It is known that the LHC has a considerable discovery potential because of its large
centre-of-mass energy (vs =14 TeV) and the high design luminosity. In addition the two
experiments ATLAS and CMS perform precision measurements for numerous models in physics. The
increasing experimental precision demands an even higher level of accuracy on the theoretical
side. For a more precise prediction of outcomes one has to consider the corrections obtained
typically from Quantum Chromodynamics (QCD). The calculation of these corrections in the high
energy regime is described by perturbation theory. In the present study multi-loop
calculations in QCD including in particular two-loop corrections for single top quark
production are considered. There are several phenomenological motivations to study single top
quark production: Firstly the process is sensitive to the electroweak Wtb-vertex moreover
non-standard couplings can hint at physics beyond the Standard Model. Secondly the t-channel
cross section measurement provides information on the b-quark Parton Distribution Functions
(PDF). Finally single top quark production enables us to directly measure the
Cabibbo-Kobayashi-Maskawa(CKM) matrix element Vtb. The next-to-next-to-leading-order (NNLO)
calculation of the single top quark production has many building blocks. In this study two
blocks will be presented: one-loop corrections squared and two-loop corrections interfered with
Born. Initially the one-loop squared contribution at NNLO for single top quark production will
be calculated. Before we begin with the calculation of the two-loop corrections to single top
quark production we calculate the QCD form factors of heavy quarks at NNLO along with the
axial vector coupling as a first independent check. A comparison with the relevant literature
suggests that this approach is in line with generally accepted procedure. This consistency
check provides a proof of the validity of our setup. In the next step the two-loop corrections
to single top quark production will be calculated. After reducing all occurring tensor
integrals to scalar integrals we apply the integration by parts method (IBP) to find the
master integrals.

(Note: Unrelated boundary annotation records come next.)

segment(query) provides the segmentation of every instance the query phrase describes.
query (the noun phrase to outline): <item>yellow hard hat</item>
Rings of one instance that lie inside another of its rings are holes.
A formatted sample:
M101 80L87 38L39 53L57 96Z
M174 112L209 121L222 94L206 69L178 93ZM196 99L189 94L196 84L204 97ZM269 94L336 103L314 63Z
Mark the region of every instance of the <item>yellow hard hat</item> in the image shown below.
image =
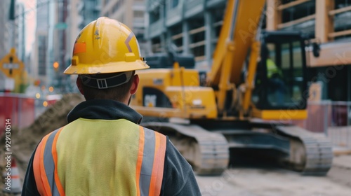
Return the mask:
M86 25L74 43L66 74L96 74L150 68L138 41L124 24L101 17Z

This step is a major challenge compared to all similar calculations because
of the number of variables in the problem (two Mandelstam variables s and t the dimension d
and the mass of the top quark mt as well as the mass of the W boson mw). Finally the
calculation of the three kinds of topologies vertex corrections double boxes and non-planar
double boxes in the two-loop contribution at NNLO calculation will be presented.